« Notre force, c’est l’espérance ! »

Monseigneur Dabaghian est l’évêque arménien catholique de Bagdad.

Quelle est la situation de votre communauté ?

Vous savez, mon cœur de pasteur se réjouit lorsque les responsables des différentes communautés chrétiennes se rencontrent pour prier, agir et répondre aux différents défis de notre présence dans la région ensemble. La situation de ma communauté n’est pas très différente de celle des autres communautés chrétiennes d’Irak : notre inquiétude est immense parce que nous peinons à imaginer l’avenir. Cette angoisse est d’ailleurs partagée par nombre d’Irakiens, bien au-delà de la composante religieuse. Notre pays est déstabilisé depuis des années, et tout particulièrement depuis 2003, et le plus difficile est de voir nos fidèles partir vers l’étranger.

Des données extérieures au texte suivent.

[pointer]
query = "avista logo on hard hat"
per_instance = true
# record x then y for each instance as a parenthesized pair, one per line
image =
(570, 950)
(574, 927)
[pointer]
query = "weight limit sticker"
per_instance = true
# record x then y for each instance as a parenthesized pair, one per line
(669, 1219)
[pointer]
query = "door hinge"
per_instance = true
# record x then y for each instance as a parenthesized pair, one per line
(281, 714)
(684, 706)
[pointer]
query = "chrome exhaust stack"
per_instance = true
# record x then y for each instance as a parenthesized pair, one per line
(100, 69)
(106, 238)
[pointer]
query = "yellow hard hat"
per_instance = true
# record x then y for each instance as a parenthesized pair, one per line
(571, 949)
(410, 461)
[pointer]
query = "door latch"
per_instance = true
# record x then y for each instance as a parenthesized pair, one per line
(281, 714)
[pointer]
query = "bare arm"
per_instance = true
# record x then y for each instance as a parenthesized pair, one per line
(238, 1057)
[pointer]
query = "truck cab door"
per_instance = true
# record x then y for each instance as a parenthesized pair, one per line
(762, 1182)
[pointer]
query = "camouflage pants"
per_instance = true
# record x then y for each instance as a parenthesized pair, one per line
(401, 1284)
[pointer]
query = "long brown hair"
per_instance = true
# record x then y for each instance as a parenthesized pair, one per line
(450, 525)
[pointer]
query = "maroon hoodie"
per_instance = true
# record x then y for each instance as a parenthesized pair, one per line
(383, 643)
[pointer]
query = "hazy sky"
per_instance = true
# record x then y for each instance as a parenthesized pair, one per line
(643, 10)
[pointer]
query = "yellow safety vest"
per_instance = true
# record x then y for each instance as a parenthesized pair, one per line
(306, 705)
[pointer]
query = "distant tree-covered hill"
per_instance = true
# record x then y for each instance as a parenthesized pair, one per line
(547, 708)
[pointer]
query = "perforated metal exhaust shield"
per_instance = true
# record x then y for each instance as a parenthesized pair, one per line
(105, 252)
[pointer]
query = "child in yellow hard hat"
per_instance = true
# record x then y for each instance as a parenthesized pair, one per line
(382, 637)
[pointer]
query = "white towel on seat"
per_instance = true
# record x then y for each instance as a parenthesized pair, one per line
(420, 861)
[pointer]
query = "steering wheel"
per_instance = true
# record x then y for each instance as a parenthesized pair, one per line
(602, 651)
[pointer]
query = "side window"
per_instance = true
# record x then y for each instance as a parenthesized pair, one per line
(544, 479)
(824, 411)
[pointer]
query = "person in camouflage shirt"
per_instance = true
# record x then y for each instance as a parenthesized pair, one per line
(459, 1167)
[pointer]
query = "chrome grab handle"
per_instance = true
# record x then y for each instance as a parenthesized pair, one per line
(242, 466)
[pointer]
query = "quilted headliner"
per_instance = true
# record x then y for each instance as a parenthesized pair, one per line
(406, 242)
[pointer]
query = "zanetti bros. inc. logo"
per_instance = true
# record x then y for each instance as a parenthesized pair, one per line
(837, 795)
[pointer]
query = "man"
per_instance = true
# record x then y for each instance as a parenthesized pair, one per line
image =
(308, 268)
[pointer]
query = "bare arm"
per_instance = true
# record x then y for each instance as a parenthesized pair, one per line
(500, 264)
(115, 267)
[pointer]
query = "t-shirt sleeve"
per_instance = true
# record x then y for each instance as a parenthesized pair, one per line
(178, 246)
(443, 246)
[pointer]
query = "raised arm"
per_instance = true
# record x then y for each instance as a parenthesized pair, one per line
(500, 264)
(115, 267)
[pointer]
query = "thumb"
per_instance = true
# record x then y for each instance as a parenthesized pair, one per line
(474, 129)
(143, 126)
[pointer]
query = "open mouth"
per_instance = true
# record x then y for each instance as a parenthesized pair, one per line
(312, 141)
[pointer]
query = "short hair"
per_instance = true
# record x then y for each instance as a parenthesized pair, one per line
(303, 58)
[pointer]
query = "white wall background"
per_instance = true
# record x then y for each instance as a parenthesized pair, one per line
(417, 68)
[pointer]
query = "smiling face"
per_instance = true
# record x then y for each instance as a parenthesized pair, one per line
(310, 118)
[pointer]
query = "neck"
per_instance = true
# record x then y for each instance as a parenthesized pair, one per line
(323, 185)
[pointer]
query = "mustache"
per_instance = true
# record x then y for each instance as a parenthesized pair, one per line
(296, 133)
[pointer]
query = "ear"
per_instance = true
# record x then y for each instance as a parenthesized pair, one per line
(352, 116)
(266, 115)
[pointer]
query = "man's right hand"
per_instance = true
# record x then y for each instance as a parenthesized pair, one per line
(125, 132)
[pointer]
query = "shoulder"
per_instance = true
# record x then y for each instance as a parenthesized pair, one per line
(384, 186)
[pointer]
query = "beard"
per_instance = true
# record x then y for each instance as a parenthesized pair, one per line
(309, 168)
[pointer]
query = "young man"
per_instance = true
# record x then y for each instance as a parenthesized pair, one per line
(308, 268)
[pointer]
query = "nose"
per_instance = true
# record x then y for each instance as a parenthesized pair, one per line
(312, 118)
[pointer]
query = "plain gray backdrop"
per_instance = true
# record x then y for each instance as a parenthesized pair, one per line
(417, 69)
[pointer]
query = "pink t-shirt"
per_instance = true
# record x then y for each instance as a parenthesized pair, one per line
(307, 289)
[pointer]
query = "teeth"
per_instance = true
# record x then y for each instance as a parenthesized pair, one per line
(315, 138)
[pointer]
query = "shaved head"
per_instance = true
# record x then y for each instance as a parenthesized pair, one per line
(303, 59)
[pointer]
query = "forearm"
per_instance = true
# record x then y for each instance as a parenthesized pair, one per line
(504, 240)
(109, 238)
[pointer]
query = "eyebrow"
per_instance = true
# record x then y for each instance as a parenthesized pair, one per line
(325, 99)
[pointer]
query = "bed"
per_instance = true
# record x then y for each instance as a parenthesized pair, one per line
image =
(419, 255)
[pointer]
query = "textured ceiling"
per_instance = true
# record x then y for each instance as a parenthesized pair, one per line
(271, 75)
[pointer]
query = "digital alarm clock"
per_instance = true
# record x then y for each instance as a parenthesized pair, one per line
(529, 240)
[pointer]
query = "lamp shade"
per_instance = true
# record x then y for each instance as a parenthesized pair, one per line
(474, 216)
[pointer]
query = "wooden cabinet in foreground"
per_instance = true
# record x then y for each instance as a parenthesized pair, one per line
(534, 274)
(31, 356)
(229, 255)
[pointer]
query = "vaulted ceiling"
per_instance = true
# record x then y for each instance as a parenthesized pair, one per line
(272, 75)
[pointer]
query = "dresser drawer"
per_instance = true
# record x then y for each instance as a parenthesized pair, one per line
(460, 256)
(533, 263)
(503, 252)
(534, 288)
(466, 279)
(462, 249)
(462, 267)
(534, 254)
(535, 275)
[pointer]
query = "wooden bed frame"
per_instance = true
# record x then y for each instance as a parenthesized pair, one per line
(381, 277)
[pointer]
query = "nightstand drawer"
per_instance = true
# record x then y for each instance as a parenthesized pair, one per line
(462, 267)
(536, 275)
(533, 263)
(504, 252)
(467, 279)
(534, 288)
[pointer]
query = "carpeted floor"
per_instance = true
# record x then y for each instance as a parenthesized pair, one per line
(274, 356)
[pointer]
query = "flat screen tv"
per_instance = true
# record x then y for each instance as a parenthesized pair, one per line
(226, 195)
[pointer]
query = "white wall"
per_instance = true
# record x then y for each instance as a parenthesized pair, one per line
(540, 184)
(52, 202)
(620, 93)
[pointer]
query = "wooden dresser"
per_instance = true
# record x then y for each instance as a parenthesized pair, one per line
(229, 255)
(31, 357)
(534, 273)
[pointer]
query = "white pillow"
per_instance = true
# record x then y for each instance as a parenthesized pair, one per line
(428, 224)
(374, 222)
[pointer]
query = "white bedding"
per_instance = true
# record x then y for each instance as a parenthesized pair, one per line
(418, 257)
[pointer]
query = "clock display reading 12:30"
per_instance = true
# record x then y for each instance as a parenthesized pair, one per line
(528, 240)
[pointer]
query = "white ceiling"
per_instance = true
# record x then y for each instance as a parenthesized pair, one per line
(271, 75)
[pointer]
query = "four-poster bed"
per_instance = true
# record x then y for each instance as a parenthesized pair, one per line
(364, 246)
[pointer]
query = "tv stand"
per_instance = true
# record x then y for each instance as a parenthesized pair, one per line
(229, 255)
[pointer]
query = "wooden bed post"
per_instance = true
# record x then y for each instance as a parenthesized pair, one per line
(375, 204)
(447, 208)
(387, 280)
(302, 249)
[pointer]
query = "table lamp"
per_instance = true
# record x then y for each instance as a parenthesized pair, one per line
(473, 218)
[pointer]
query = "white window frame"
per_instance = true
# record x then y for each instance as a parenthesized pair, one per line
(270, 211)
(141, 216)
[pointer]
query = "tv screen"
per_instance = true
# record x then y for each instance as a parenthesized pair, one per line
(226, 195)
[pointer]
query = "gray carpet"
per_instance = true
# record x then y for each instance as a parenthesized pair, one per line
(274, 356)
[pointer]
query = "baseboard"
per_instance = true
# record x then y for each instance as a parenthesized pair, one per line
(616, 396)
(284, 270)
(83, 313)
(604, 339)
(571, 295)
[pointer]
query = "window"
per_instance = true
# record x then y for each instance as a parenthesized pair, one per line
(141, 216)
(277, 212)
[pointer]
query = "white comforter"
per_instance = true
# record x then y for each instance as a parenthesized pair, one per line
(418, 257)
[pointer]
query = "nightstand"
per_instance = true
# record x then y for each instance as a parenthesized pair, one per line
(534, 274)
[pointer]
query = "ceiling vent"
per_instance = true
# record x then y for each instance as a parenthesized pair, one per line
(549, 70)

Qu’est-ce qui vous inquiète le plus dans ces départs massifs ?

Nous étions 1,5 million de chrétiens avant 2003 ; nous devons aujourd’hui être 400 000 dans tout l’Irak et beaucoup de ceux qui res¬tent rêvent de partir… Un chrétien seul est en danger, et la présence chrétienne apaisante est nécessaire pour ce pays troublé. Nous n’avons qu’un message de paix à porter et apporter ; ce pays en a besoin évidemment, comme le cœur de tout homme ! Ce qui m’inquiète, plus précisément, pour nos fidèles, c’est que partir n’est pas une solution. En s’installant dans des pays si différents du leur, ils vont se perdre et perdre tout ce qu’ils sont. La terre qui nous a vus naître est une terre sacrée, on ne la quitte pas sans conséquence. Vivre ailleurs est difficile, les enjeux posés par l’Occident sont différents, mais énormes, et je crains que nos chrétientés orientales disparaissent, non seulement de la région, mais même de toute la surface du globe. Ceux qui veulent ai¬der nos fidèles doivent les aider à rester chez eux, dans un pays en paix. Ce n’est pas ce qui est fait aujourd’hui.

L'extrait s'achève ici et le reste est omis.